Content filtering

Top  Previous  Next

Content Filtering allows you to filter out an entire page based on words found within the page's content. A list of filter words can be entered, prefixed with a "+" or a "-". You can specify positive filters (keywords beginning with a "+" character) which means that only pages with these words will be indexed, or you can specify negative filters (keywords beginning with a "-" character) meaning that pages containing these words will NOT be indexed.

This can be useful for two reasons:

1.It helps if you want to create a specialised 'vertical' search engine. For example you could create a search engine about pets. In this case the word filter list might look like:
+dog
+cat
+bird
+mouse
+hamster
+pet
2.You might want to avoid indexing some types of content. For example if you were building a religious search engine or a search engine for children, you might want to use negative filters:
-adult
-casino
-sex

You can also filter out pages based on the URL by using the Skip options by using the skip pages list. This method however, requires that you know the pages' URLs in advance, and manually determine which page has wanted or unwanted content. This is not always possible when indexing external sites, so content filtering solves this problem.

lightbulb

Tip: Note that content based filtering will be less efficient than URL based filtering because each page must be downloaded before it can be filtered. With URL based filtering (using the "Skip pages" list), the page can be discarded before it is downloaded, thus speeding up the indexing process. So URL filtering should still be used when possible.

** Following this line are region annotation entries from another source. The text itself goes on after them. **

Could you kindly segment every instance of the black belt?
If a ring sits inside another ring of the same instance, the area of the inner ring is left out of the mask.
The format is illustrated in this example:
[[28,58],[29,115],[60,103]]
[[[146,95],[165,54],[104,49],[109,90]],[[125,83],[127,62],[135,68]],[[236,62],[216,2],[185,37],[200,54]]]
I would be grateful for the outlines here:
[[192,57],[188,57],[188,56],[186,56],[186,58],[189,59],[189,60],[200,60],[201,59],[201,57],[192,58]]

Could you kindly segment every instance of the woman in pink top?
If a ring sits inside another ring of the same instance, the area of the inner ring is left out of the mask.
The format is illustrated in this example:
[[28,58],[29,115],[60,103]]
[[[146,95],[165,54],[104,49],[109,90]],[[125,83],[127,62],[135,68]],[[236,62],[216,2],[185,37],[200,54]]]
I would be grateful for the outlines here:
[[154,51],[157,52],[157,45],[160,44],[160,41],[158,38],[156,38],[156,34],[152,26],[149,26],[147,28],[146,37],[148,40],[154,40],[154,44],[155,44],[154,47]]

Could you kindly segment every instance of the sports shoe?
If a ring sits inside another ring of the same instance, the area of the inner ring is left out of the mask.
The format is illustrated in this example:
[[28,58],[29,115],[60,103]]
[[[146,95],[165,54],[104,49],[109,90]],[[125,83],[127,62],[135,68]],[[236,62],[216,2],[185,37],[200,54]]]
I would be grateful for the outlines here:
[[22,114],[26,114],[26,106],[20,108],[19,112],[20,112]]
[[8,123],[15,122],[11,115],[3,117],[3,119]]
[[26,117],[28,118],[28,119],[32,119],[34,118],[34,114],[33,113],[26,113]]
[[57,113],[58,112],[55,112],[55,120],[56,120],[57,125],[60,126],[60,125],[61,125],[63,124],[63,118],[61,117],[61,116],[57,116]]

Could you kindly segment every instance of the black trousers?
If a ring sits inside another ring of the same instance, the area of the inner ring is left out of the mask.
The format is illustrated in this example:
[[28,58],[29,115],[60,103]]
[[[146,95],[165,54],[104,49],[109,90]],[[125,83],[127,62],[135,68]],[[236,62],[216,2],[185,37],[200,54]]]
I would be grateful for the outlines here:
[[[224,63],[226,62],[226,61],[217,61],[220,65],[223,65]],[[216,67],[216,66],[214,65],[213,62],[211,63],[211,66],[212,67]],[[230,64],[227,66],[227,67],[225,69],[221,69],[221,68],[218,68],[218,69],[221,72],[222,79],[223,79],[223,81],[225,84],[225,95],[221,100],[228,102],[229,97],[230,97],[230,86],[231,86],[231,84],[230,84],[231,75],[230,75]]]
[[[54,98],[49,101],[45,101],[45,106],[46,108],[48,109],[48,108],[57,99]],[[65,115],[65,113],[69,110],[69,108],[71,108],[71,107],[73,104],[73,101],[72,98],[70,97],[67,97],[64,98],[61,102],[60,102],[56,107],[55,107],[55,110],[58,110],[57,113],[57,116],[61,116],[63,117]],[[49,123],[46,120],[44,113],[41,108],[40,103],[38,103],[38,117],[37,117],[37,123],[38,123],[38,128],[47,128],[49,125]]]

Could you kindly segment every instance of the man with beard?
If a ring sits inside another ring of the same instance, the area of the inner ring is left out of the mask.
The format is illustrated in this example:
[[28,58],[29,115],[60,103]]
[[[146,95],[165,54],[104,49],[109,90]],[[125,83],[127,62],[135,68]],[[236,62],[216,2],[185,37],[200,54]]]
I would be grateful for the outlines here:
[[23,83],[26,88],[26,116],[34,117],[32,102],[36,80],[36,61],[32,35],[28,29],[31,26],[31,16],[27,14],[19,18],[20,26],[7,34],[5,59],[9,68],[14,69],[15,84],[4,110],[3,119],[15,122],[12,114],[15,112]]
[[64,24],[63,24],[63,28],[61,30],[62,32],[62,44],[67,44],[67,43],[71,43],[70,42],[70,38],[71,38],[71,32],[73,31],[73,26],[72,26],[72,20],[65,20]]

Content filtering is applied to the HTML source code of the page being scanned. This means that you can filter by HTML tags, for example:
-<meta name="robots" content="noindex">
 
However, note that this means that support for filtering by exact phrases is limited because the words may be broken up by HTML tags such as line breaks, comments, etc. (For example, it will not match if we are trying to filter out pages containing the phrase "adults only", and the page actually contains the HTML "adults<br>only").